The last two weeks of July felt a lot like August typically does. Thin, lethargic trading; somewhat gappy but directionless. Ten-year Treasury note futures held a 1-point range except for a few minutes last Thursday. The S&P oscillated (and it really looks like a simple oscillation) between 2160 and 2175 for the most part (chart source Bloomberg):
In thinking about what August holds, I'll say this. What the stock market (and bond market) has had going for it is momentum. What these markets have had going against them is value. When value and momentum meet, the result is indeterminate. It often depends on whether carry is penalizing the longs, or penalizing the shorts. For the last few years, with very low financing rates across a wide variety of assets, carry has fairly favored the longs. In 2016, that advantage is lessening as short rates come up and long rates have declined. The chart below shows the spread between 10-year Treasury rates and 3-month LIBOR (a reasonable proxy for short-term funding rates) which gives you some idea of how the carry accruing to a financed long position has deteriorated.
So now, dwelling on the last few weeks' directionless trading, I think it's fair to say that the markets' value conditions haven't much changed, but momentum generally has surely ebbed. In a situation where carry covers fewer trading sins, the markets surely are on more tenuous ground now than they have been for a bit. This doesn't mean that we will see the bottom fall out in August, of course.

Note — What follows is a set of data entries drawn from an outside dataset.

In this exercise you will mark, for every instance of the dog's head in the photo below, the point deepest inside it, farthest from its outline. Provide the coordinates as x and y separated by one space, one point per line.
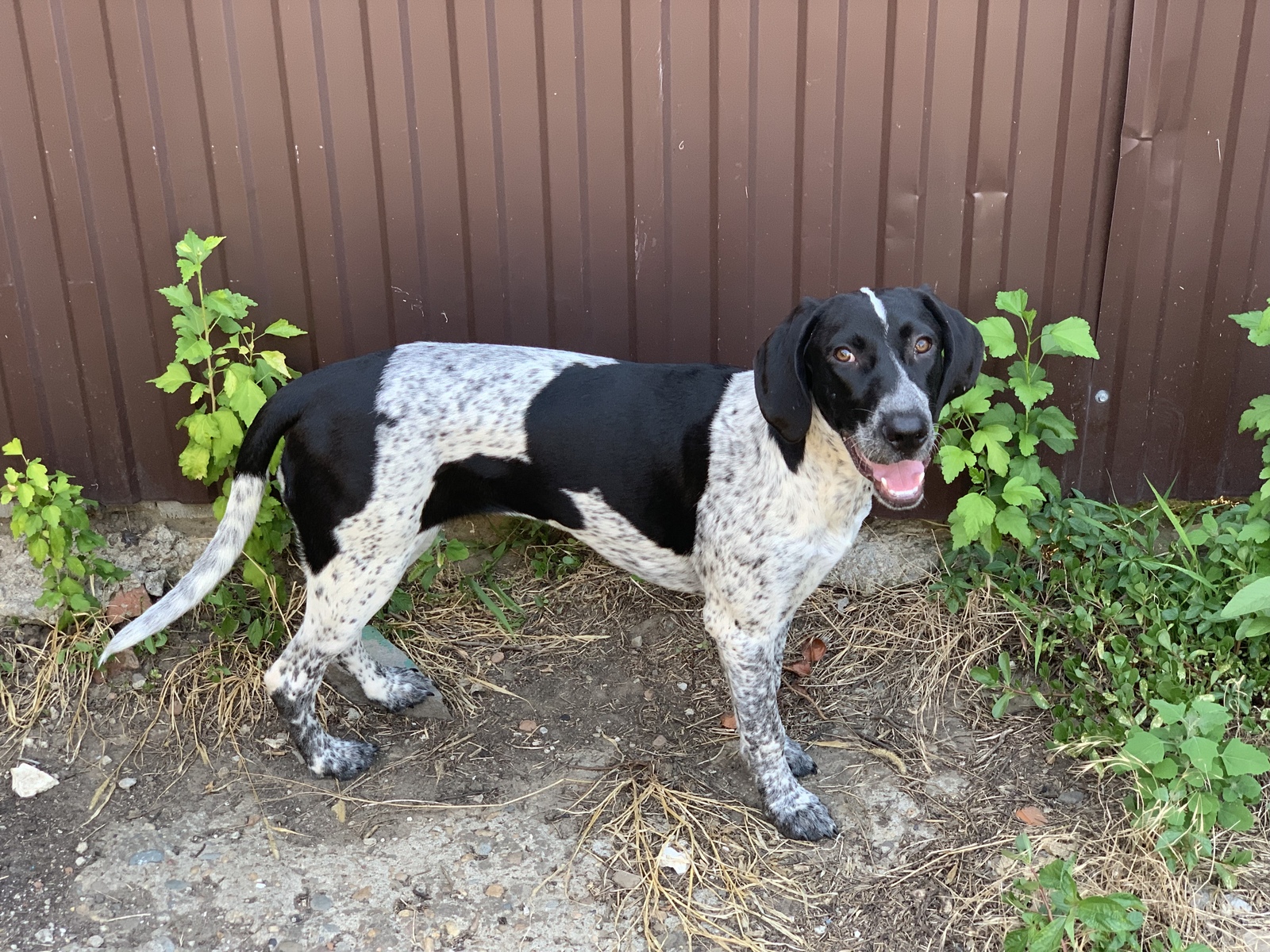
879 366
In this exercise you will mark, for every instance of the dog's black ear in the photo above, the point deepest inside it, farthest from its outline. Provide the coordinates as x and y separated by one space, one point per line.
780 374
963 349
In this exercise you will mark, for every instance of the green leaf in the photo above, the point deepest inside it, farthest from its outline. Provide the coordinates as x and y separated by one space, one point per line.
241 393
1240 758
194 349
1208 716
1202 753
283 328
1051 939
277 362
1068 338
1145 747
1013 520
1016 492
171 380
1255 531
1257 324
1251 598
178 296
194 461
1032 393
999 336
229 433
202 428
1168 714
1235 816
954 460
1013 302
1119 913
972 516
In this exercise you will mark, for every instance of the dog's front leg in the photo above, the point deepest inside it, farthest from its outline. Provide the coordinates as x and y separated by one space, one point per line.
751 655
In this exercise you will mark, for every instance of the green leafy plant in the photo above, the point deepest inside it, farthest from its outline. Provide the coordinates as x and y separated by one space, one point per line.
1253 602
996 441
1189 780
234 378
51 513
1057 917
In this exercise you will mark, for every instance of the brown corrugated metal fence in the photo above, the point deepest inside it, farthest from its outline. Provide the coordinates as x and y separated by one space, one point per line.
651 179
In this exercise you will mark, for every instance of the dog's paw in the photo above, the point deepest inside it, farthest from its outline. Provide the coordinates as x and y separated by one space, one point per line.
810 819
800 765
403 689
342 759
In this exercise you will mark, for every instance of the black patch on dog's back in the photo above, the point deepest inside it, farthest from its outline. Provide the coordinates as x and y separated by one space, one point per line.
329 459
639 433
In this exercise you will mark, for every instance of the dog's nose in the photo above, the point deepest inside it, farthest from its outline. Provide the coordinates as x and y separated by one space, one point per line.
905 432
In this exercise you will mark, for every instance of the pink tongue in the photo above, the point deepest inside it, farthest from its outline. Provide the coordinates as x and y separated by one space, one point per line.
899 478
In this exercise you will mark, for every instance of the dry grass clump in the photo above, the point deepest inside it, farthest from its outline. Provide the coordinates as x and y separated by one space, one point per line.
733 886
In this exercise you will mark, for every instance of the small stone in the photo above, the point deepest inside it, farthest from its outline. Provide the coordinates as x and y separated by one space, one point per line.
624 880
29 781
126 606
124 662
154 582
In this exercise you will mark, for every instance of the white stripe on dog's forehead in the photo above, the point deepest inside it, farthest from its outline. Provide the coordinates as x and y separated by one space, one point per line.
878 309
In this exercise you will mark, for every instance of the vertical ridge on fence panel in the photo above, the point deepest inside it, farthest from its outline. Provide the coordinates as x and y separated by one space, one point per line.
264 129
1166 295
736 183
529 281
436 186
330 336
867 50
36 257
687 171
610 323
651 121
1231 371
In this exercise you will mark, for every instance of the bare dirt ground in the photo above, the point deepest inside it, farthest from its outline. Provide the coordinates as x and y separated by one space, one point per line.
586 795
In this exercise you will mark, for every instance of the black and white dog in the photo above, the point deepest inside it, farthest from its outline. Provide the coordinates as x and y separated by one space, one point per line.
746 486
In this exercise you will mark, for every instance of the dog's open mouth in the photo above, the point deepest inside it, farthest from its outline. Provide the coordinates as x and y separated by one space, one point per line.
899 486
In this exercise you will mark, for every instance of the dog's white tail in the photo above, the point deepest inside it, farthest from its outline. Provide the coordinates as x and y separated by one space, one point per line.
211 566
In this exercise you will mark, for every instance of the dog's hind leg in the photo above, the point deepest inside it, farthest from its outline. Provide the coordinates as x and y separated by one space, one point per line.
393 689
751 654
341 600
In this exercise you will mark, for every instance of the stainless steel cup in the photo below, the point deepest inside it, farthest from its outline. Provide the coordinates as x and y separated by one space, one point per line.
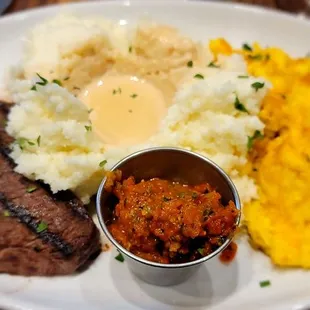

But add this to the consideration: markets completely ignored the Fed announcement yesterday, despite the fact that most observers thought the inserted language that "near-term risks to the economic outlook have diminished" made this a surprisingly hawkish statement. (For what it's worth, I can't imagine that any reasonable assessment of the change in risks from before the Brexit vote to after the Brexit vote could conclude anything else). Now, I certainly don't think that this Fed, with its very dovish leadership, is going to tighten imminently even though prices and wages (see chart below of the Atlanta Fed Wage Tracker and the Cleveland Fed's Median CPI, source Bloomberg) are so obviously trending higher that even the forecasting-impaired Federal Reserve can surely see it. But that's not the point. The point is that the Fed cannot afford to be ignored.
Accordingly, something else that I expect to see in August is more-hawkish Fed speakers. Kansas City Fed President Esther George dissented in favor of a rate hike at this meeting. So in August, I think we will hear more Esther and less Mester (Cleveland Fed President Loretta Mester famously mused about helicopter money a couple of weeks ago). The FOMC doesn't want to crash the stock and bond markets. But it wants to be noticed.
The problem is that in thin August markets - there's no escaping that, I am afraid - it might not take much, with ebbing momentum in these markets, to cause some decent retracements.